Il passaggio della Dama delle Chiavi, Miriam Di Lorenzo, accompagnata dagli sbandieratori del gruppo storico dell’Aquila, rappresenta quest’anno lo sguardo aperto verso quell’orizzonte che lega Ortona al capoluogo, nel nome non solo delle spoglie dei Santi conservate nelle due città (San Tommaso Apostolo e San Pietro Celestino), ma anche di quel filo tessuto da Margherita d’Austria.

Tante le persone, arrivate anche da fuori città, che hanno assistito al corteo lungo tutto il percorso e tanti anche i fedeli che hanno affollato la Cattedrale. Le chiavi custodite dalla Municipalità, unite a quelle consegnate all’autorità ecclesiastica, hanno consentito di aprire la teca in cui è custodito il busto di San Tommaso che viene poi esposto alla devozione popolare per l’indulgenza plenaria. Può essere lucrata da tutti i fedeli che, confessati e comunicati, visitano la tomba dell’Apostolo nella prima domenica di Maggio.
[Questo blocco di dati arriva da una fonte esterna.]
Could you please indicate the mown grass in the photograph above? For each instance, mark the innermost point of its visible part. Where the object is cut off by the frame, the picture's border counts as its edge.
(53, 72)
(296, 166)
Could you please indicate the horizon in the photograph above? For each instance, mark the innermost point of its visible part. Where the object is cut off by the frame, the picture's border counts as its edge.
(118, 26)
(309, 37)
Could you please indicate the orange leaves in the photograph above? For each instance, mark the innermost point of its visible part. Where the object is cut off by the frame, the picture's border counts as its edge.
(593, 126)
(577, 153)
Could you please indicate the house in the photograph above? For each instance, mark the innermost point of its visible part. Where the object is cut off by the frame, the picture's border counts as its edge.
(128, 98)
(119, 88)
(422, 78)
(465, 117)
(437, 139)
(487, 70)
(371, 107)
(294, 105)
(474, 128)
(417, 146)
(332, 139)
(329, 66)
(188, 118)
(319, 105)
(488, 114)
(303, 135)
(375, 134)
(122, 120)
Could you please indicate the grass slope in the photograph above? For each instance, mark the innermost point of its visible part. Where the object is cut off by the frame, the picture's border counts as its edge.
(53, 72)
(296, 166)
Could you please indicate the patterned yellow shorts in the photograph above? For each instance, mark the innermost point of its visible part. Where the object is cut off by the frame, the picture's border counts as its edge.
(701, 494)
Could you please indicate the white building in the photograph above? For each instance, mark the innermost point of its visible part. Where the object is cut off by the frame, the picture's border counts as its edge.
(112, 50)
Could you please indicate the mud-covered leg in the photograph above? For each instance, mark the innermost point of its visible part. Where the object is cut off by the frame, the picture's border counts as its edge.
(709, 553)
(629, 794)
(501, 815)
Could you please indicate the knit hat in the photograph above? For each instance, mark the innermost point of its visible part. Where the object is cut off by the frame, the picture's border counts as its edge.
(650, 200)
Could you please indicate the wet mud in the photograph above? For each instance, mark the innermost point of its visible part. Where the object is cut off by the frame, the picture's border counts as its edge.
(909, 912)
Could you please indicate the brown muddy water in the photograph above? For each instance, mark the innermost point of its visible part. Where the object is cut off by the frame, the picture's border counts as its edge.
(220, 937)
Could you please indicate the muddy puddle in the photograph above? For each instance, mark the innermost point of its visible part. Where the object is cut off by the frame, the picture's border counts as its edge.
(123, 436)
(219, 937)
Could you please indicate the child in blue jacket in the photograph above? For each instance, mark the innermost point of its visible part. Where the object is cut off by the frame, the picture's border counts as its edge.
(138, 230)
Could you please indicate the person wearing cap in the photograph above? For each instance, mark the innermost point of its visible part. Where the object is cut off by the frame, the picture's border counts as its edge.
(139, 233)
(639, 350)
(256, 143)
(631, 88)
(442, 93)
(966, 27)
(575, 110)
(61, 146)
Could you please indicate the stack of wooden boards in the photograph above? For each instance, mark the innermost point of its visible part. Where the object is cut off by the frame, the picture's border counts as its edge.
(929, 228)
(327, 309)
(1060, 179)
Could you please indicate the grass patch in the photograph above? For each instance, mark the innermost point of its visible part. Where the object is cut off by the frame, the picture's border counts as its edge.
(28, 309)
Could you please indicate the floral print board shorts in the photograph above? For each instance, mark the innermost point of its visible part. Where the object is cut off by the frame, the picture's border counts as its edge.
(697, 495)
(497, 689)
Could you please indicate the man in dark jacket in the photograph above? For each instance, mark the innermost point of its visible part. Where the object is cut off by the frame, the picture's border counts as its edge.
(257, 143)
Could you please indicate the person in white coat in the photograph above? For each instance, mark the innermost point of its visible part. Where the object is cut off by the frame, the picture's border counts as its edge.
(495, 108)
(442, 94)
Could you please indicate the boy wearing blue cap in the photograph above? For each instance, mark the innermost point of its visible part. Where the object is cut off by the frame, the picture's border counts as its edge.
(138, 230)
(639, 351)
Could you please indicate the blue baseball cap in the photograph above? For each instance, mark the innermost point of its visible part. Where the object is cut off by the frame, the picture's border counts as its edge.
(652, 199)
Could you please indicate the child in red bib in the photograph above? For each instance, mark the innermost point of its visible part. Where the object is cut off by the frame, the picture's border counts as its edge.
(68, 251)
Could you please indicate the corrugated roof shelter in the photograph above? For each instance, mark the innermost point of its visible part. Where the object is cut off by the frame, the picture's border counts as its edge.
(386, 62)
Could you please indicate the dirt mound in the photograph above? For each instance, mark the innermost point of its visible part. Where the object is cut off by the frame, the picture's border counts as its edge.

E la domenica del Perdono comincerà al mattino, con il Corteo del Dono, che rappresenta la vera anima popolare della città, quella che, storicamente, offre al suo Santo quello che può: un tempo era solo il pane. Un momento semplice, con le sue danze ed i suoi simboli, ma che porta con sé il senso del vivere comune e della condivisione. Il corteo attraversa tutto il centro cittadino: si parte da piazza San Giuseppe, poi via dei Martiri Ortonesi, via della Libertà, corso Vittorio Emanuele e corso Matteotti, per arrivare poi in cattedrale a San Tommaso.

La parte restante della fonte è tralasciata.